Qu’est-ce qui nous empêche réellement de dormir

« Il existe certainement des aides et des techniques de sommeil qui fonctionnent », a déclaré Ramlakhan. « Souvent, cependant, les problèmes sont générés par des soucis sous-jacents tels que la peur, l’anxiété, le manque de contrôle, des traumatismes passés ou des défis relationnels. Le sleepmaxxing pourrait apporter une aide temporaire, mais le travail plus profond consiste à trouver la sécurité intérieure et la sérénité », a-t-elle précisé. Il est également important d’adopter un mode de vie sain, de bien se nourrir, de s’hydrater et de faire de l’exercice.

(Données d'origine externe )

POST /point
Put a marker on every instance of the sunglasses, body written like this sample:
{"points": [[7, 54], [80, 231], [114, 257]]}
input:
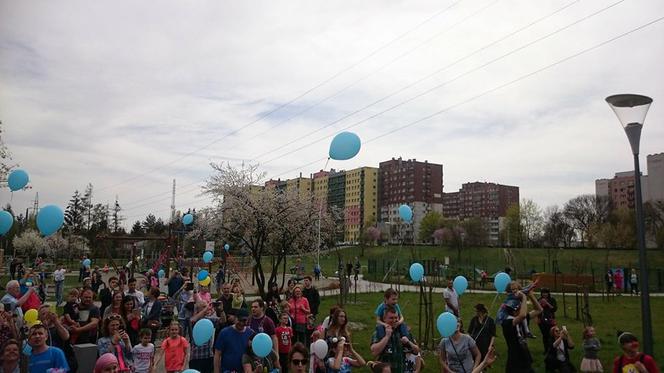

Comme le souligne Ramlakhan : « Le plus grand obstacle à un bon sommeil est notre obsession pour les téléphones et, selon mon expérience, il n’existe aucun produit capable d’améliorer les effets de l’utilisation constante des téléphones et de notre obsession pour les réseaux sociaux ».

Quels sont les risques du sleepmaxxing

Il existe de nombreuses raisons scientifiques de rechercher un bon sommeil. Un mauvais sommeil expose à un risque accru de diabète, de maladies cardiovasculaires, d’Alzheimer, de problèmes de mémoire, de fatigue, d’anxiété, de dépression, de troubles de l’humeur et de mauvaises performances au travail. Cependant, le sleepmaxxing pourrait déclencher une anxiété du « sommeil parfait » qui empêche finalement de dormir paisiblement, amenant, selon Ramlakhan, à « vous garder éveillé« .

Le risque est de développer un trouble semblable à l’orthorexie, une obsession pour une alimentation saine. Comme l’explique Milena Pavlova, directrice médicale du Sleep Testing Center au Brigham and Women’s Faulkner Hospital de Boston, le danger réside dans le fait que les personnes s’imposent l’horaire idéal pour s’endormir. « Le sommeil est un processus passif. Il doit être protégé, non forcé, ni maximisé ».